Upon hearing it, Peter was so sad and resisted, saying to Jesus: “Even if I have to die with you, I will never disown you.” When Jesus was arrested and all the other disciples ran away, he followed Jesus—although at a distance.

But at a critical moment when he was identified as one of Jesus’ disciples by a servant girl and his very survival was in question, he instinctively tried to save himself (we can’t blame for that). He flatly denied Jesus as his master three times. He even cursed himself while denying Jesus (Mark 14:71). And that night, Peter went out and wept bitterly (Luke 22:62), for he had failed not only himself but the one that loved him.

But Jesus did not abandon Peter, nor did he asked him to do anything to earn God’s love, favor, or forgiveness. In this story, instead, we see Jesus revealing and offering his unfailing love for Peter. Jesus’ questions for Peter, “Do you love me?” had nothing to do with embarrassing, accusing, or condemning him but with healing, restoring, and redeeming him.
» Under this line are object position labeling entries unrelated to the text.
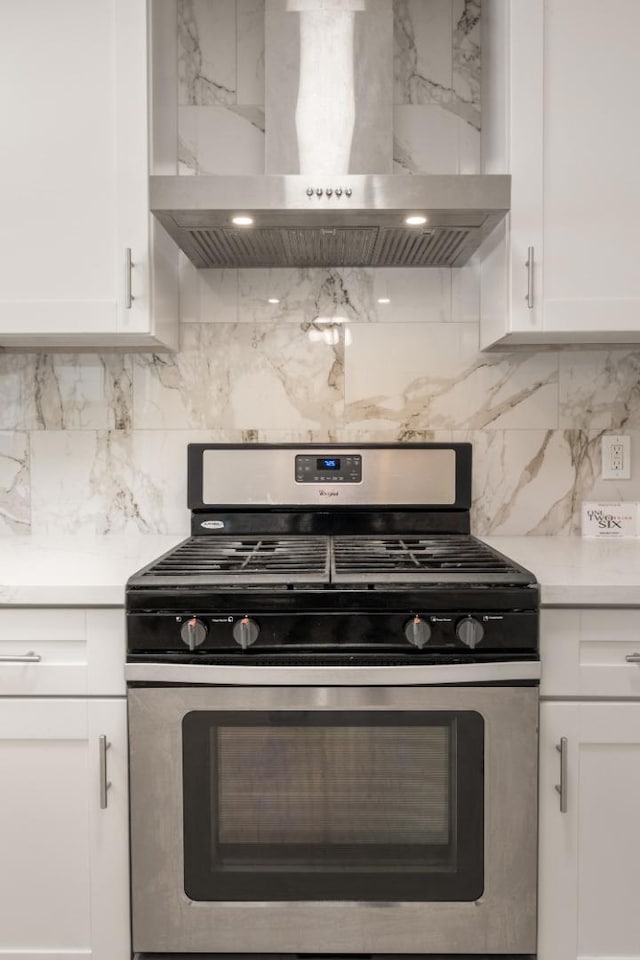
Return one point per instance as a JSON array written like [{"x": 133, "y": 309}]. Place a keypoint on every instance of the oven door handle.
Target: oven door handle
[{"x": 457, "y": 674}]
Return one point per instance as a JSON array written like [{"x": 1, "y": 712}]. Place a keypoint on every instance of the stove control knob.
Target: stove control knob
[
  {"x": 470, "y": 631},
  {"x": 193, "y": 633},
  {"x": 245, "y": 632},
  {"x": 417, "y": 631}
]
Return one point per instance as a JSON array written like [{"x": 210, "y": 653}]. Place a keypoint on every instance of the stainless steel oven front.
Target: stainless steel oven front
[{"x": 290, "y": 816}]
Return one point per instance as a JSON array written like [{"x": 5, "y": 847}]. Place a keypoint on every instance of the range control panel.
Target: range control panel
[{"x": 329, "y": 468}]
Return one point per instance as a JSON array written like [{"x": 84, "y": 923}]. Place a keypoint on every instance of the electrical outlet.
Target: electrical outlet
[{"x": 616, "y": 458}]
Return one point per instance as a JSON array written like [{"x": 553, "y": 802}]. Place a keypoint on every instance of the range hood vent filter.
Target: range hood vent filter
[{"x": 327, "y": 247}]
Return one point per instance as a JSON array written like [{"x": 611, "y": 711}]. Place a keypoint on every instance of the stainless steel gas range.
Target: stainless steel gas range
[{"x": 333, "y": 705}]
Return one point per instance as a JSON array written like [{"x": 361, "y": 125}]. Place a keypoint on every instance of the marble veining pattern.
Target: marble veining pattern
[
  {"x": 15, "y": 507},
  {"x": 437, "y": 55},
  {"x": 206, "y": 52},
  {"x": 238, "y": 376},
  {"x": 600, "y": 389},
  {"x": 443, "y": 382},
  {"x": 97, "y": 443}
]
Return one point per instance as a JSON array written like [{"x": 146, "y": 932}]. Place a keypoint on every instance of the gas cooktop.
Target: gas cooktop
[
  {"x": 302, "y": 553},
  {"x": 330, "y": 561}
]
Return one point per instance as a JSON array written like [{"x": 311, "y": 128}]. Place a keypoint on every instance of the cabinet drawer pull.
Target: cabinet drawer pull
[
  {"x": 28, "y": 657},
  {"x": 529, "y": 265},
  {"x": 128, "y": 265},
  {"x": 103, "y": 745},
  {"x": 562, "y": 786}
]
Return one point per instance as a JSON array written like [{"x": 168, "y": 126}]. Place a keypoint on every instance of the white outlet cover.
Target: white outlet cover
[{"x": 609, "y": 471}]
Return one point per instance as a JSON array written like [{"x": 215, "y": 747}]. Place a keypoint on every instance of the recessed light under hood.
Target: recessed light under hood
[
  {"x": 364, "y": 229},
  {"x": 328, "y": 196}
]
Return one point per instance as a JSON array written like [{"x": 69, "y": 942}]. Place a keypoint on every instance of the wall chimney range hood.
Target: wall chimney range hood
[
  {"x": 328, "y": 197},
  {"x": 358, "y": 221}
]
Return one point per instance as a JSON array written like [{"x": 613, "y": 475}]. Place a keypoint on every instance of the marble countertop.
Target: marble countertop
[{"x": 92, "y": 571}]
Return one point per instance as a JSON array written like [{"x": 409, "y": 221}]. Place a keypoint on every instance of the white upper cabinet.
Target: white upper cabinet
[
  {"x": 74, "y": 166},
  {"x": 561, "y": 88}
]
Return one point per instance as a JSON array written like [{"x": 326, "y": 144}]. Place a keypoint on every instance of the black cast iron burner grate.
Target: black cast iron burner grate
[{"x": 246, "y": 560}]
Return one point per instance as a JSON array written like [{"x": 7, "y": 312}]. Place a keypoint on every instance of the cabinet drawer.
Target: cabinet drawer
[
  {"x": 584, "y": 653},
  {"x": 61, "y": 651}
]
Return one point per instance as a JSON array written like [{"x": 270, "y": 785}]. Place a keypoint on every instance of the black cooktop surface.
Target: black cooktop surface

Peter told Jesus that he would die for him (Luke 22:31-34) but denies him three times instead (Luke 22:54-62). So, Jesus asked Peter three times if he loved him, and each time Peter responded, “yes.” This is very important to note. Jesus knew that Peter loved him and was giving him the opportunity to profess and remember his love three times, just as he had denied Jesus three times.

What Jesus was doing here with each question is healing every Peter’s denial and restoring him back to purpose and his identity by telling him, “Feed my lambs, tend my sheep.” Remember, you do love me, and I trust you.

This story is significant to us because it teaches that God knows and understands our frailties and faults. And the wonderful thing is that despite this, Jesus still loves us the same and is eager to give us back our purpose by reminding us who we are—just as he did with Peter.

You may not have denied Jesus as Peter did, but if you are anything like me, I suspect there have been times you have failed to live out your faith and keep your love for others in the way you wanted or promised to. And, just like Peter, you may have thought everything was over. But Jesus did not give up on Peter, and he does not give up on any of us either.

Is there anything you are holding onto that you think is so wrong that even though you have heard over and over that God forgives you, you are not letting it go?

What is that experience and memory that seems unforgivable? Whatever it is, God can handle it. God wants to handle it.

Like Peter, we will fail—over and over. I am sure this wasn’t the last time Peter messed up. But nothing you have done or will do in the future will ever be enough to stop God from loving you.

Jesus brought healing to Peter to save him from his guilt and shame, and God wants to do the same for you. Remember, Jesus does not condemn; he saves.

I know this is hard to accept or even believe because sometimes we are so ashamed of ourselves that we automatically feel or believe that Jesus is ashamed of us too. But he is not. He knew we would struggle; he knew we would make wrong choices and decisions; he knew we would go through rough phases, but he still chooses us every time.

My friends, the good news is that no matter how far we stray or how low we fall, we are always just one step away from a complete restoration. Jesus restored Peter by his grace, and Jesus can restore you too.

(And, if you were hurt by someone and you are struggling to forgive them because it is a really hard thing to do, I encourage you to pray about it so you might find healing in letting go of the pain and disappointment too. Just imagine the power you have in telling someone, “I forgive you.” That is what Jesus has done to all of us, anyway.)

So, when we walk away, when we stumble and fall or we are hurt and disappointed Jesus holds his arms wide open, saying, “You can come to me, I will restore you and give you new life.” Amen.